Mahout, HBase Among Six Apache Graduates
The Java Zone is brought to you in partnership with AppDynamics. Discover how AppDynamics steps in to upgrade your performance game and prevent your enterprise from these top 10 Java performance problems.
The Apache Traffic Server was donated around five months ago in November 2009. The high performance HTTP/1.1 caching proxy server was donated by Yahoo. Its no surprise that Traffic Server made it to the top level in only five months. The server has been used since 2002 by Yahoo to serve about 400TB of data per day! The developers say that the software is capable of handling over 75k requests per second per server. The project committers plan on building native IPv6 support, full 64-bit software, and support for non-Linux Unix systems.

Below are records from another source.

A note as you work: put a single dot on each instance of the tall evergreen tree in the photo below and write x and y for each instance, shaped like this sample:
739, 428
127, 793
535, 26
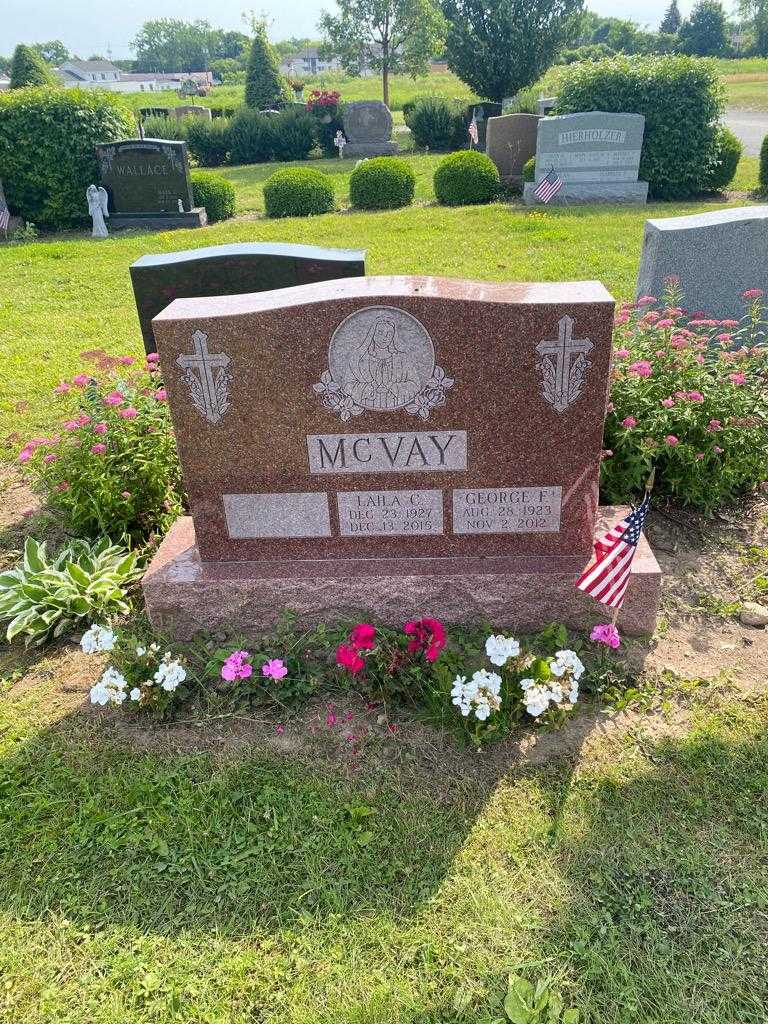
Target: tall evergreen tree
672, 19
264, 84
28, 68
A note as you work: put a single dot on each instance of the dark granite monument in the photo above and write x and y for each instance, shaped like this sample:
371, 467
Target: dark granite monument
232, 269
346, 448
147, 181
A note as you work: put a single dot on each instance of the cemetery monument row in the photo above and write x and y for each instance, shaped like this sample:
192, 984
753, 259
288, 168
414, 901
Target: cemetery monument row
397, 445
147, 181
231, 269
595, 155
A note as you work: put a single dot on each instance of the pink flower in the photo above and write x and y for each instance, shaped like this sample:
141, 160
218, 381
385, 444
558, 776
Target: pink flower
274, 669
641, 369
606, 633
428, 635
237, 666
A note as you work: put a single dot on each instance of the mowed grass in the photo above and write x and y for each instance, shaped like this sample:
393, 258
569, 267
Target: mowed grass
70, 293
140, 888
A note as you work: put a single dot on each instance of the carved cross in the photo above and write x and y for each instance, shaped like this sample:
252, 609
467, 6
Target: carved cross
204, 363
559, 352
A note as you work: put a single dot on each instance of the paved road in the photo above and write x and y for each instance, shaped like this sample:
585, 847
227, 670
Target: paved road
751, 126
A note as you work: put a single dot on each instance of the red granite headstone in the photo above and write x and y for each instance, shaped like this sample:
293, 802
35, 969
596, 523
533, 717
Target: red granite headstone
399, 432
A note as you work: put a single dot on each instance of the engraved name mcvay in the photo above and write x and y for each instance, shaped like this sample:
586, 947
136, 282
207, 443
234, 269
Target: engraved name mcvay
397, 453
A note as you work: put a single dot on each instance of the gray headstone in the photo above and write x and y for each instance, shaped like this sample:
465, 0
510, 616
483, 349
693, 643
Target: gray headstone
596, 155
368, 128
717, 256
510, 141
232, 269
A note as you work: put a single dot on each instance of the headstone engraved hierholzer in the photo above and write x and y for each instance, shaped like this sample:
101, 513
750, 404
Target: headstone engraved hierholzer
412, 480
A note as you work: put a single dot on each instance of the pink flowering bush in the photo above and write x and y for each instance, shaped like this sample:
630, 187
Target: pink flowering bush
689, 396
111, 467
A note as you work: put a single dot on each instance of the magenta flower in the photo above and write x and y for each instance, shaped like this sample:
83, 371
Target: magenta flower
237, 667
606, 633
274, 669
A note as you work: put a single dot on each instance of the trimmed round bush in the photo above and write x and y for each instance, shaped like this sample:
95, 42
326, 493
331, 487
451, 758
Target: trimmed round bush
727, 156
681, 98
465, 178
382, 183
298, 192
208, 140
47, 148
436, 123
215, 194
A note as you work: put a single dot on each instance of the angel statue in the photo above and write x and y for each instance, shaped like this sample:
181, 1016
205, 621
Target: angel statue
97, 208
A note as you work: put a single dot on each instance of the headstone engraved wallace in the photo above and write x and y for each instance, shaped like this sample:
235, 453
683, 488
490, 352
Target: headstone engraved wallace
368, 129
232, 269
394, 445
717, 256
596, 155
145, 179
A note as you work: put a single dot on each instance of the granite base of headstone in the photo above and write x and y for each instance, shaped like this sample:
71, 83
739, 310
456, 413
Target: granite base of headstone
717, 256
368, 129
232, 269
596, 155
346, 450
148, 184
510, 141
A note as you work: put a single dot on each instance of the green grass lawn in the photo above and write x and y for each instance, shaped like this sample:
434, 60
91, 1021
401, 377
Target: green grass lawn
70, 293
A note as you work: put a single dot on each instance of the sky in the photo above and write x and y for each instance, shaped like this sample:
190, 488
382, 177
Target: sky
87, 28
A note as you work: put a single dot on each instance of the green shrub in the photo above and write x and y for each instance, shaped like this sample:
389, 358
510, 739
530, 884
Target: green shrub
298, 192
215, 194
112, 467
251, 137
763, 177
681, 98
209, 140
293, 134
466, 177
45, 597
728, 154
382, 183
436, 123
47, 148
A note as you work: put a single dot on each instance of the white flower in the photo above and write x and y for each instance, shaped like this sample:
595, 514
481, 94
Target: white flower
97, 639
501, 648
170, 673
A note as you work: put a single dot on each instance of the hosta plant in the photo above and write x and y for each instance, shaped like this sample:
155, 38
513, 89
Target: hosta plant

The Mahout project is still below version 1.0, but it has already gained a good deal of interest from data-driven application developers. The project supplies a collection of scalable machine-learning (A.I.) algorithm implementations, which include clustering, collaborative filtering, classification, feature reduction, and data mining algorithms. These implementations are built on top of Apache's MapReduce framework, Hadoop. Mahout has been a sub-project of Apache Lucene since 2008.
Tika is a lightweight, embeddable toolkit for advanced language detection and analysis. Tika uses MIME standards and provides rapid unification of existing parser libraries. It's been a Lucene sub-project since 2008 and is used in many Lucene projects including, Nutch, Mahout, and Solr. Tika is used by NASA, Day Software, and the Internet Archive.
Nutch is a modular, web searching engine that uses web-specifics such as a crawler, parsers for HTML, a link-graph database, and other document formats. Nutch enables the creation of plugins for things like querying, clustering, data retrieval, media-type parsing, and more. After a 100 million page demo system was created with Nutch, the project graduated from the incubator to the Lucene project in 2005.
Avro is a system for fast data serialization that has rich and dynamic schemas in its processing. It has a compact binary data format with features for persistence, remote procedure calls, and simple dynamic language integration. The Avro project was formerly a sub-project of Apache Hadoop.
HBase is a NoSQL data store based on Google's BigTable. The data store adds random read/write access to the Hadoop stack, extending offline processing capabilities and enabling realtime serving of very large datasets. The project's goal is the hosting of big tables -- billions of rows X millions of columns -- running atop commodity hardware. HBase was a sub-project of Hadoop since 2007.
It's been a busy year already for Apache; and an extremely successful one. Along with today's graduations, five other projects have been promoted to the top level this year. Apache UIMA, an analysis system for unstructured data, and Apache Shindig, an OpenSocial container, were two significant projects that got promoted. Apache Click, a JEE web app framework that graduated to TLP, has gotten some Java developers excited. Apache has also had two of its most high-profile projects graduated this year: Apache Cassandra and Apache Subversion. Subversion is, of course, one of the most popular version control systems available, and Cassandra is the red hot NoSQL data store that everyone's talking about.
With the six graduates today and the five graduates so far this year, that makes eleven new Top Level Apache projects - and the year's not even halfway finished! Imagine what could happen in the next seven months.